Several years later, I became concerned about the Red Hills salamander, a rare species confined to ravine slopes dominated by hardwood trees in a narrow belt of semi-mountainous terrain in the Red Hills of southern Alabama. I feared the extensive clear-cutting of forests in the region was having a deleterious effect on the salamander. I assigned Terry Schwaner, one of my graduate students, to delineate and map the salamander’s remaining suitable habitats, and to determine their ownership. He determined that the vast majority of the owners were large timber and pulpwood companies. Not long afterward, Ralph Jordan Jr., who as a student was my “right-hand-man”, conducted his M.S. research on the life history and ecology of the Red Hills salamander and the prospects for its continued survival.
The results of his research were presented at a national meeting of herpetologists and were published.
Among the conclusions was a recommendation that the salamander be listed as a threatened species. A week or so later, a front-page article in the “Mobile Press-Register” was head-lined,”Salamander Could Restrict Timber Harvesting In South Alabama.” That elicited protests by landowners, businessmen, and newspaper editors. The late Hollis Curl, publisher of the “Wilcox Progress Era,” opined, “If Professor Mount and Coach Ralph Jordan’s son would quit coming down here and crawling around in the woods at night, we wouldn’t be having these problems.” (Hollis and I ultimately became close friends.)
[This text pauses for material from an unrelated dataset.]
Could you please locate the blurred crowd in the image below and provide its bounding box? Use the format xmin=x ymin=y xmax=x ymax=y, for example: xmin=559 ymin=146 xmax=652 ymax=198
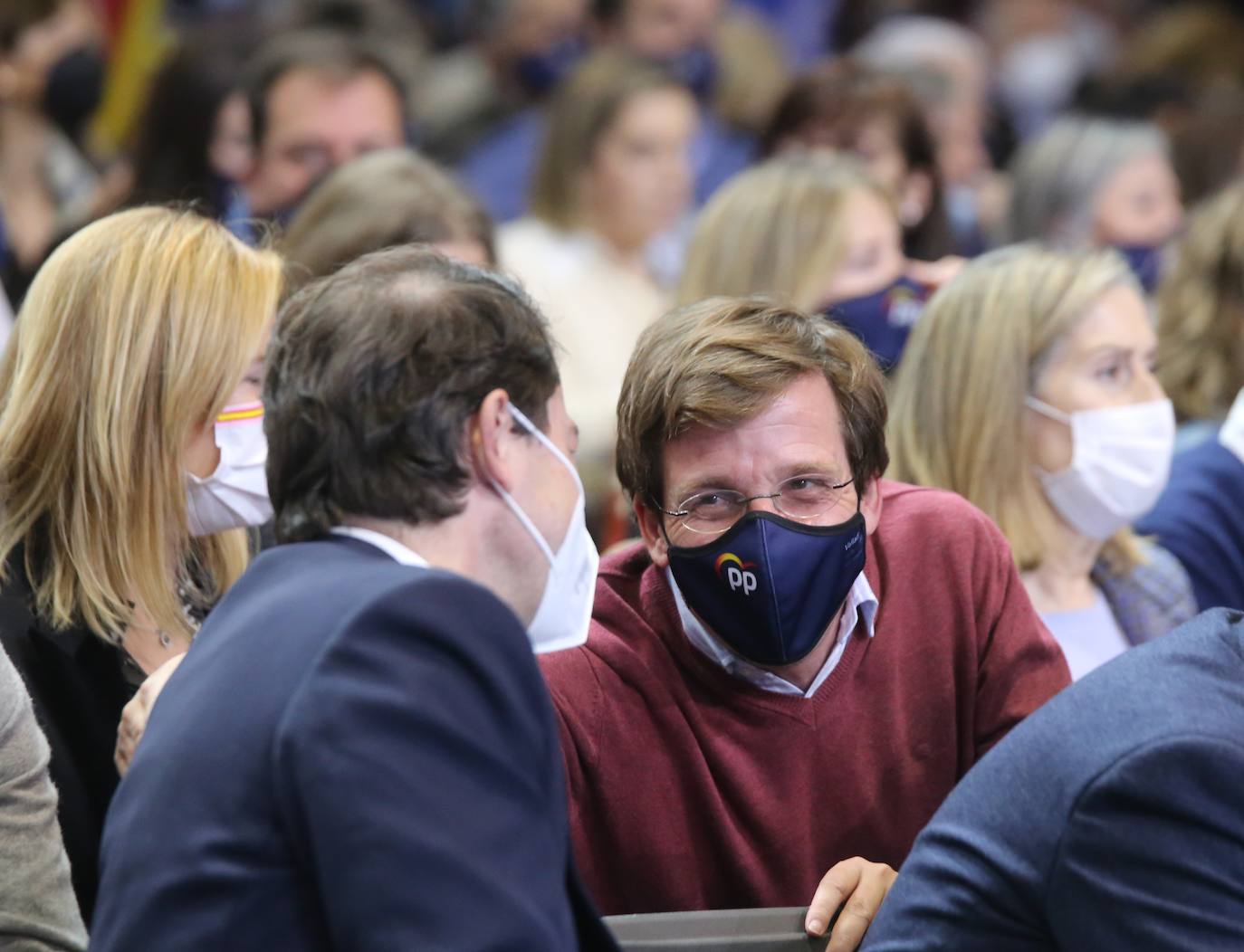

To demonstrate how things change over time, a few years ago, third-graders at Fairhope Elementary School, aided by their teachers, undertook to have the Red Hills salamander designated the state amphibian. Their campaign was successful.
Meanwhile, most of the owners of the salamander’s habitat now refrain from clear-cutting the ravine slopes and otherwise jeopardizing its chances of continued survival.
Bob Mount is a Professor Emeritus with the Department of Zoology and Entomology at Auburn University. He is also chairman of the Opelika Order of Geezers, well-known local think tank and political clearing house. He writes about birds, snakes, turtles, bugs and assorted conservation topics.